3 femmes qui courent

C’est une bande de copines sous une pancarte.

– Vous manifestez ? demande un passant.

– Vous trouvez qu’on a des têtes à revendiquer quelque chose ?

– Votre féminité, peut-être ?

– Ben dis-donc, mon cochon, tu signifies que tu nous mates, c’est ça ?!

– Ah non !!! Mais votre t-shirt orange et bleu, vos petits shorts, c’est un régal pour les yeux !

– Et nos pieds où je pense, ce sera un régal pour tes bijoux de famille ! Allez ! Ouste ! Du balai !

Le badaud est vite dépassé.

 

La bande de copines continue audacieusement, le regard alternant entre la ligne bleue qui trace le parcours idéal, et l’horizon plus ou moins bouché d’autres participants.

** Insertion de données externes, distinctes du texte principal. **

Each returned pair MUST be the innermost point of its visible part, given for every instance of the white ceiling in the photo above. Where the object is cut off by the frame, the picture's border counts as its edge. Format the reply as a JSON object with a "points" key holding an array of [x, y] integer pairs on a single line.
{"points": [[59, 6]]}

On appelle cela une manifestation sportive, mais c’est plus modestement une course. Ce jour-là, un semi-marathon.

Selon la forme du moment et la qualité de l’entraînement, ce sont 21097 m à se demander pourquoi on s’est levé ce matin, alors que la couette était si douce et les bras de Jules si réconfortants.

21097 m à regarder où on met les pieds pour ne pas marcher sur les chaussures d’un ou une autre.

21097 m à s’assurer que les copines sont à côté, même si elles sont plus lentes que soi. On s’est juré de partir ensemble, et arriver ensemble. Alors on se soutient.

– Non, Sophie, ne t’arrête pas, tu auras du mal à redémarrer ! Voilà, inspire, expire… penche-toi un peu en avant, cela fera passer ton point de côté.

Et la pancarte ? C’est accessoirement pour vanter les mérites de leur laboratoire de recherche.

 

Mine de rien, il s’en passe des choses, sur une course ! Le public agite des cartons pour encourager des amis, un papa, une maman, un être aimé. Il y a aussi des coureurs qui se trimballent une pancarte verticale, symbole du rythme souhaité.

Tu veux courir en 1h30 ? Suis Jean-Marc !

Tu voudrais courir en 1h45 ? Reste avec Nicolas !

Tu vises les 2h ? Ne lâche pas Delphine !

Tu penses finir en 3h ? Ne quitte pas la voiture-balai !

Si tu espères courir plus lentement, ne t’inscris pas, cela te fera faire des économies et profiter du confort de ton lit un dimanche matin.

 

La bande de copines n’a pas un niveau très homogène. Caroline a beaucoup couru dans sa jeunesse, et elle a envie de retrouver des sensations, l’adrénaline du départ, les endorphines de l’effort.

Isabelle avait rempli une To-do list pour la nouvelle année. Et le semi-marathon en faisait partie. Son truc, c’est la marche nordique. Par chance, Eric, son compagnon, court déjà. Il n’a donc pas contrecarré ses projets. Mieux, il a été son premier supporter. Il est parti avec le premier wagon et compte battre son meilleur temps.

Enfin Sophie a simplement voulu accompagner ses 2 amies. Elle est peu sportive et manque significativement d’endurance. Elle s’est débrouillée pour obtenir un certificat médical ; cependant Isa et Caro l’ont priée de s’entraîner au moins 2 à 3 fois par semaine.

Toute réclamation en cas de décès prématuré serait rejetée.